Prof. Jaydeep Kulkarni of Texas ECE has received a grant from the Semiconductor Research Corporation (SRC) to study advanced low power memory technology development. The research proposes "novel SRAM technology aimed at decoupling the conflicting low leakage power and low supply voltage design requirement using emerging nano-devices such as memristor and selector switches."
SRC is "a world class technology research consortium. With its highly regarded university research programs, SRC plays an indispensable part in the R&D strategies of some of industry's most influential entities."
Description of Research:
Static Random-Access Memory (SRAM) technology is the enabler of advanced CMOS logic technology scaling and has significant implications on continuation of Moore’s law. With rapid growth in data intensive computing, the need for large capacity SRAMs is growing across all product segments ranging from battery powered IoTs, to high performance Microprocessors to emerging machine learning accelerators. SRAMs employing minimum geometry transistors are susceptible to increased manufacturing process variations and typically limit the minimum operating voltage (Vmin) of the entire SoC affecting the product level power consumption. Current SRAM development approach is based on creating different flavors of SRAM bitcells targeted for either high Performance or extremely low power. As a result, advanced process development cost is increasing rapidly to achieve healthy yield targets for multiple SRAM-bitcell variants.
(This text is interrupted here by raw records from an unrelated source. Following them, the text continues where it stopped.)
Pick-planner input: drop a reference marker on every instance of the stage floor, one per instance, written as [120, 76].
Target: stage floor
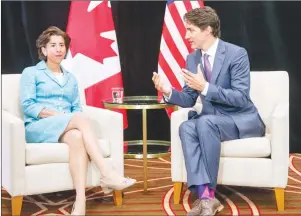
[159, 199]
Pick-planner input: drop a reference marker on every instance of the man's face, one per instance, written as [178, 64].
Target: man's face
[196, 36]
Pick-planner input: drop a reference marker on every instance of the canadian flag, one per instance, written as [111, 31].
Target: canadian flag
[94, 51]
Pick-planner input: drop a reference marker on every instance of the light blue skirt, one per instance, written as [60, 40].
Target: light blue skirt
[47, 130]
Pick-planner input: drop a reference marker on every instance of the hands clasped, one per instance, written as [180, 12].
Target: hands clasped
[193, 80]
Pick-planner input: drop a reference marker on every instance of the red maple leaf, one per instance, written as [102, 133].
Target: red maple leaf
[85, 28]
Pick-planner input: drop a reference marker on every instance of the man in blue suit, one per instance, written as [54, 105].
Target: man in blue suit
[218, 72]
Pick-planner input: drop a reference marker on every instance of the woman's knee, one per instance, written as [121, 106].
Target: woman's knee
[79, 119]
[73, 138]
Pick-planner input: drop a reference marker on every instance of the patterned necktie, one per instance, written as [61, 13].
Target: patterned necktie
[207, 67]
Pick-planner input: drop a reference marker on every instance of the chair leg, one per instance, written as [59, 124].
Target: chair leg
[279, 194]
[16, 205]
[117, 197]
[177, 192]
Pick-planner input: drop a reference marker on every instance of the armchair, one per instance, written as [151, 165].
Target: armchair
[254, 162]
[35, 168]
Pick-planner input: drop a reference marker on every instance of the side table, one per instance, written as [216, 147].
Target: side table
[158, 148]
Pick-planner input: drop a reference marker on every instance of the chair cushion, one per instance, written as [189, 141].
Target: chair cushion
[247, 148]
[45, 153]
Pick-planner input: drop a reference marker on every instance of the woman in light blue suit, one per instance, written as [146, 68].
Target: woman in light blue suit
[52, 113]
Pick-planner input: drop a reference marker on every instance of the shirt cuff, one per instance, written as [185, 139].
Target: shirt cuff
[167, 97]
[205, 90]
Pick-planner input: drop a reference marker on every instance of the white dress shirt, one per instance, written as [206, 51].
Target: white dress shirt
[211, 52]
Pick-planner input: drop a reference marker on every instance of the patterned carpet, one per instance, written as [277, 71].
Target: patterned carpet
[159, 199]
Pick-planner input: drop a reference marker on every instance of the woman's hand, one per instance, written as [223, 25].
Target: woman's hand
[47, 113]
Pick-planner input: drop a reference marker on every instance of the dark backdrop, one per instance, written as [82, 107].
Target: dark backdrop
[268, 30]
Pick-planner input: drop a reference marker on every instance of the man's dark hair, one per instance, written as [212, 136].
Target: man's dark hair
[204, 17]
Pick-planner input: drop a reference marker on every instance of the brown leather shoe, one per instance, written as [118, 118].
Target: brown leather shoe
[210, 207]
[196, 208]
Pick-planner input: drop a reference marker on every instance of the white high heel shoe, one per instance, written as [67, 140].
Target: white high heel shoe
[75, 213]
[108, 186]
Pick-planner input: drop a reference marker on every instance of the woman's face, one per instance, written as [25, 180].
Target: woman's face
[55, 49]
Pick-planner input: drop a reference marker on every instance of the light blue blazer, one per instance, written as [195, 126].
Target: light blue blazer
[39, 89]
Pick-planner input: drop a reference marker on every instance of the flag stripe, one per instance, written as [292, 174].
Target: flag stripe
[167, 70]
[170, 43]
[176, 36]
[175, 67]
[178, 20]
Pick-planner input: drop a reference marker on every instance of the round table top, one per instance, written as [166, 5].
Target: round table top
[137, 102]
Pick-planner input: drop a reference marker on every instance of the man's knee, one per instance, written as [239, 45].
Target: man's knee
[205, 122]
[186, 127]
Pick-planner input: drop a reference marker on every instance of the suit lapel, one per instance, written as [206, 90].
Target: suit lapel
[198, 56]
[218, 61]
[66, 77]
[51, 76]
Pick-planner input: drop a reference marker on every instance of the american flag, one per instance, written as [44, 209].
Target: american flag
[174, 48]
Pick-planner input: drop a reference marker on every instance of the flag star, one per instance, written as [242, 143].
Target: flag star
[93, 5]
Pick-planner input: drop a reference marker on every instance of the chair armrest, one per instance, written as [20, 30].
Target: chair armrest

This research proposes novel SRAM technology aimed at decoupling the conflicting low leakage power and low supply voltage design requirement using emerging nano-devices such as memristor and selector switches. During the standby mode, the bitcell contents are retained by programming the memristors thereby completely cutting off the supply voltage of the underlying SRAM bitcell achieving zero standby mode leakage. This research if successful, can help semiconductor companies to simplify the SRAM development across multiple product segment and can pave a road for future energy efficient memory technologies for big data compute applications.